Fossilized teeth of early human ancestors bear signs that females left their families when they came of age, whereas males stayed close to home.
A chemical analysis of australopithecine fossils ranging between roughly 1.8 million and 2.2 million years old from two South African caves finds that teeth thought to belong to females are more likely to have incorporated minerals from a distant region during formation than those from males.In non-human primate societies, it is typical for adolescent males to get into conflict with adult males in the local group or troop, and be kicked out. They then have to break into neighboring groups to find mates. In most 'primitive' human societies, it is the female exogamy that is most common. That is, females must find a mate in a different--usually nearby adjoining--local village or population, often also specified by some sort of social or kinship relationship (clan, type of cousin, etc.).
Here's a summary of the interpretation being given to the paper (in part by the authors, but extended greatly in the usual way by the melodramatic media--and, as usual, by Nature). This study of Australopithicene specimens in Southern Africa reports that male teeth all seem to share the same molecular signature of dietary intake when young that is consistent with residence in the local area where they were found. But the females show molecular signatures of distant locations. This suggests to the authors that there was female exogamy at that time. Whether or not these Australopithecines were direct human ancestors, the authors infer that they showed that the typical human mating pattern had begun to evolve.

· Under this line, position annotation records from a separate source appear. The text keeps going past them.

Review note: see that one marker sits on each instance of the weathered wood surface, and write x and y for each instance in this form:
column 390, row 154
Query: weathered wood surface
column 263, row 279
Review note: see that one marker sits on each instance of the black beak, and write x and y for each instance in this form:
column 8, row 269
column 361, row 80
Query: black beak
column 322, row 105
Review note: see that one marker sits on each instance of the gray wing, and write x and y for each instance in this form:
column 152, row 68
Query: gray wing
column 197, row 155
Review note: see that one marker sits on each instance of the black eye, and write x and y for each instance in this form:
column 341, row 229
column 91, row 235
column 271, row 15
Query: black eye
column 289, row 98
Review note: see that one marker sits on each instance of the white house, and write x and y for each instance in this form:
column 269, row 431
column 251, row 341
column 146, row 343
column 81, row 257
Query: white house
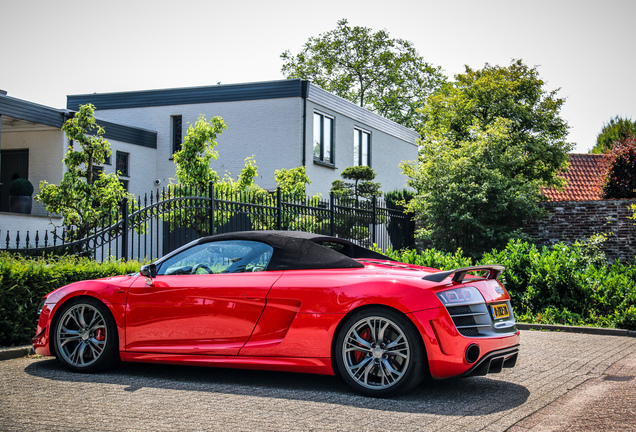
column 283, row 124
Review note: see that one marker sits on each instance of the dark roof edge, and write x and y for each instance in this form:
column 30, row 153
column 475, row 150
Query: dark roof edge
column 41, row 114
column 191, row 95
column 32, row 112
column 129, row 134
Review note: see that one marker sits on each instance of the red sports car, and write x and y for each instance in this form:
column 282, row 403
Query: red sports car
column 288, row 301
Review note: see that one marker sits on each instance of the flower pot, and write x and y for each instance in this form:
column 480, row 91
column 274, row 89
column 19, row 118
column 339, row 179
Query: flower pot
column 20, row 204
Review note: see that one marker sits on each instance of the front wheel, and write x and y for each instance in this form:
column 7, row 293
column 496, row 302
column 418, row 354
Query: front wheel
column 85, row 336
column 379, row 353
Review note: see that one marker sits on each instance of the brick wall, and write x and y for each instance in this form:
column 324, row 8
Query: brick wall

But hold on. In fact, the samples were small. The inference was made based on current assessment of the morphology of Australopithecine specimens that this was a single, sexually dimorphic species. If that is so, then relatively small teeth would be from females, and larger teeth from males. But of course this is an assummption. Dental molecular composition was compared between small and large teeth, assuming they represented males and females. Other animal fossils were used as comparison, assuming taxa that today have particular ranges had them back then. Molecular evidence in males was that it seemed similar to local-remaining species, and the nature of the environment was measured by molecular data from current species--modern plants and animals within 50 km of the Australos' sites. And the evidence was statistical, that is, 'at least 50%' of the females were non-local by the authors' criteria, while only 11% of the males were. The statistical significance was marginal (p=0.49), and given the kinds of data manipulation one does with such indirect inference, and the prior assumptions made, is rather weak. But the authors then found that there were more non-local small hominins than non-local small-range mammals, with p=0.028 (somewhat more statistically significant) but no such distinction for non-local large hominins and non-local small-range mammals, again suggesting that the small hominins were relatively non-local.
This is interesting but must be viewed as circumstantial and rather weak evidence. An important question is how, in this case, the inference could have been made about population structure since usually not only do the individuals come from nearby demes--not more than 50 km away?--but they keep exchanging every generation, and essentially every, not just some, male or female in a group has to follow the same rules. Also, we must accept that these specimens were essentially contemporary, but of course fossil dating is not so precise as a rule. Unless the environmental patterns varied very locally how could one determine origins? The authors didn't, so far as we see in the paper, identify by molecular means where the females came from--only that their signature was 'non-local'.
Still, this is of some potential interest, This is especially so if the different environments were far apart, to understand how contemporaries--mates--know of each other's group and travel so far to meet each other? Such things, if true, would be interesting to understand! In sparse settlement areas, with hunter-gatherer population densities (in humans ~1 person per 10 square km), distances could be traveled on foot that could exceed 50km, at least in principle for modern hunter-gatherers. So, even if we reject the authors' assumptions, it is interesting to ask what explains their findings. And if we accept them, again, we have interesting things to think about.
Note that these 'people' were not 'people' in the modern sense, as we only came on the scene around 100,000 years ago, not 2 million. And they were not 'cavemen' and 'cavewomen' as the hyperbolic telegenic press so typically categorizes anyone not living in New York or London today.